498 So. 2d 462 | Fla. Dist. Ct. App. | 1986
The appellant wife and the appellee husband entered into a settlement agreement in contemplation of divorce, which provided that the husband would pay her attorney’s fees.
In due course a divorce action was commenced and after extensive litigation, it resulted in a final judgment of dissolution wherein the trial judge retained jurisdiction to award fees.
Thereafter, following taking of testimony, the trial judge determined that the wife’s attorneys were entitled to $29,000 as a reasonable fee for services in representing her during the “past year and through the trial and hearing on attorney's fees” but, only required the husband to pay $15,-000 of this amount. This appeal ensued.

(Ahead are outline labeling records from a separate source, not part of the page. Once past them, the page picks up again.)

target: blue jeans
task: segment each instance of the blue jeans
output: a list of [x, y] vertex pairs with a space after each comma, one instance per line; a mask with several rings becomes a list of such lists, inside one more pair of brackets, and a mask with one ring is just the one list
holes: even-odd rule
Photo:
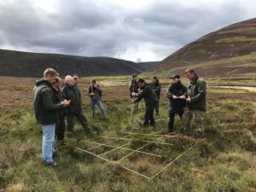
[[55, 152], [55, 125], [43, 125], [43, 160], [46, 163], [52, 163], [52, 155]]
[[102, 102], [100, 99], [90, 100], [90, 108], [91, 108], [92, 118], [93, 119], [95, 118], [95, 106], [96, 105], [99, 108], [101, 113], [102, 113], [102, 117], [105, 119], [107, 117], [106, 112], [105, 112], [104, 107], [102, 105]]

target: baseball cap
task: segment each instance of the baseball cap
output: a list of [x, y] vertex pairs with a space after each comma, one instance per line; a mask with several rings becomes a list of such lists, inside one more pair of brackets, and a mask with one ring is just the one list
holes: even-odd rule
[[170, 77], [170, 79], [180, 79], [180, 76], [178, 74], [173, 74]]

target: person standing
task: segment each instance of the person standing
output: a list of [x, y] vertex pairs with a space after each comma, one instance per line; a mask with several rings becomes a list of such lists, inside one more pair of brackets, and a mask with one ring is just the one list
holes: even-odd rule
[[53, 68], [44, 72], [44, 79], [38, 80], [33, 89], [33, 108], [37, 122], [43, 125], [43, 160], [49, 166], [57, 164], [53, 160], [55, 152], [55, 129], [57, 122], [57, 111], [69, 105], [67, 100], [55, 102], [52, 84], [58, 73]]
[[143, 126], [148, 125], [148, 121], [150, 121], [150, 125], [154, 126], [154, 110], [155, 108], [156, 103], [158, 102], [157, 96], [151, 88], [150, 84], [146, 84], [145, 80], [140, 79], [137, 81], [139, 88], [142, 90], [138, 95], [132, 93], [133, 96], [136, 96], [134, 102], [140, 102], [143, 98], [146, 103], [145, 115], [144, 115], [144, 123]]
[[92, 118], [95, 119], [95, 106], [96, 105], [101, 111], [102, 118], [103, 119], [106, 119], [106, 111], [102, 102], [102, 90], [101, 86], [96, 83], [96, 79], [92, 79], [90, 82], [90, 86], [88, 90], [88, 96], [90, 96]]
[[160, 93], [161, 93], [161, 84], [159, 82], [159, 79], [157, 79], [157, 77], [155, 77], [155, 76], [153, 77], [153, 79], [152, 79], [151, 87], [158, 97], [158, 102], [155, 106], [155, 114], [159, 115], [159, 102], [160, 102]]
[[70, 106], [67, 108], [67, 131], [73, 131], [73, 118], [80, 122], [86, 135], [91, 133], [88, 126], [87, 119], [82, 111], [81, 94], [79, 89], [74, 87], [73, 78], [70, 75], [65, 77], [65, 84], [61, 88], [61, 97], [70, 100]]
[[[55, 101], [56, 103], [61, 102], [61, 79], [57, 77], [55, 82], [53, 84], [53, 92], [55, 96]], [[61, 108], [58, 110], [58, 121], [55, 125], [55, 137], [59, 143], [63, 143], [65, 136], [65, 108]]]
[[195, 119], [195, 137], [204, 137], [204, 116], [207, 110], [207, 84], [203, 79], [199, 77], [194, 69], [189, 68], [185, 75], [189, 80], [188, 86], [187, 110], [185, 110], [183, 121], [184, 131], [187, 135], [192, 133], [191, 120]]
[[172, 79], [172, 83], [167, 88], [166, 96], [169, 99], [168, 131], [173, 132], [175, 113], [177, 113], [182, 119], [184, 113], [187, 88], [180, 81], [179, 75], [173, 74], [171, 79]]
[[[131, 101], [136, 99], [136, 96], [137, 96], [137, 94], [139, 92], [139, 87], [138, 87], [138, 84], [137, 82], [137, 74], [132, 75], [132, 80], [129, 86], [130, 96], [131, 96]], [[137, 112], [137, 109], [138, 109], [138, 102], [133, 102], [132, 108], [131, 108], [131, 113], [135, 114]]]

The wife contends that under the following authority, Morris v. Morris, 481 So.2d 564 (Fla. 5th DCA 1986); Novack v. Novack, 305 So.2d 862 (Fla. 3d DCA 1974); See also Hancock v. Hancock, 417 So.2d 1046 (Fla. 4th DCA 1982); Davis v. Fisher, 391 So.2d 810 (Fla. 5th DCA 1980); Sedell v. Sedell, 100 So.2d 639 (Fla. 1st DCA 1958), the trial court was required under the agreement to make the husband pay 100% of the fee determined. The appellee responds that he is only required to pay reasonable fees incurred in connection with the representation of the wife in the dissolution proceedings. Trustees of Cameron-Brown Investment Group v. Tavormina, 385 So.2d 728 (Fla. 3d DCA 1980); Guthrie v. Guthrie, 357 So.2d 247 (Fla. 4th DCA 1978); Allstate Insurance Company v. Baer, 334 So.2d 135 (Fla. 3d DCA 1976); Bosem v. Bosem, 269 So.2d 758 (Fla. 3d DCA 1972).

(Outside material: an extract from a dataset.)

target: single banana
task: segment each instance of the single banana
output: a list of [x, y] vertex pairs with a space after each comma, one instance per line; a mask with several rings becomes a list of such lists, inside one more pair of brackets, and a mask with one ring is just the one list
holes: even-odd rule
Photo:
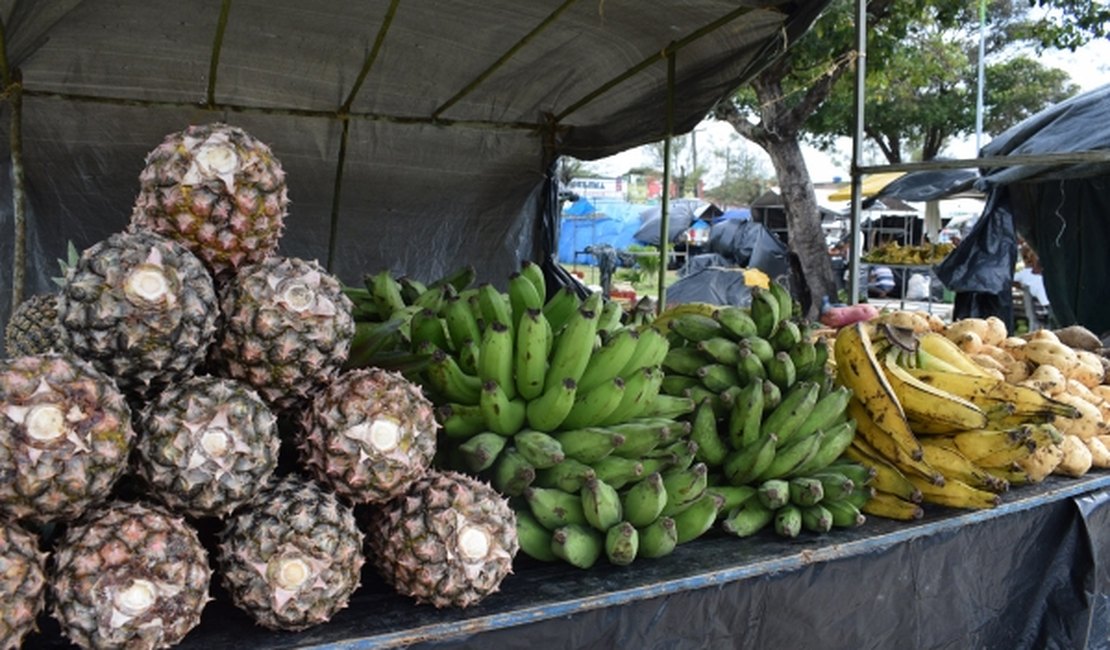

The order under review arrived in this court with a presumption of correctness. Canakaris v. Canakaris, 382 So.2d 1197 (Fla.1980); Howard v. Howard, 467 So.2d 768 (Fla. 1st DCA 1985); Schwartz v. Schwartz, 431 So.2d 716 (Fla. 3d DCA 1983). It is incumbent on an appellant to make error appear. Applegate v. Barnett Bank of Tallahassee, 377 So.2d 1150 (Fla.1980); Lahr v. Lahr, 337 So.2d 837 (Fla. 2d DCA 1976); Storer v. Storer, 305 So.2d 212 (Fla. 3d DCA 1974). We fail to find, from the limited record before us, that the trial judge abused his discretion in the entry of the order under review and therefore it is affirmed.
Affirmed.
. Notwithstanding this court’s order relinquishing jurisdiction to the trial court for purposes of constructing a record pursuant to Rule 9.200(b)(3) F.A.R., the appellant has not favored us with a record, but with a very limited stipulated statement.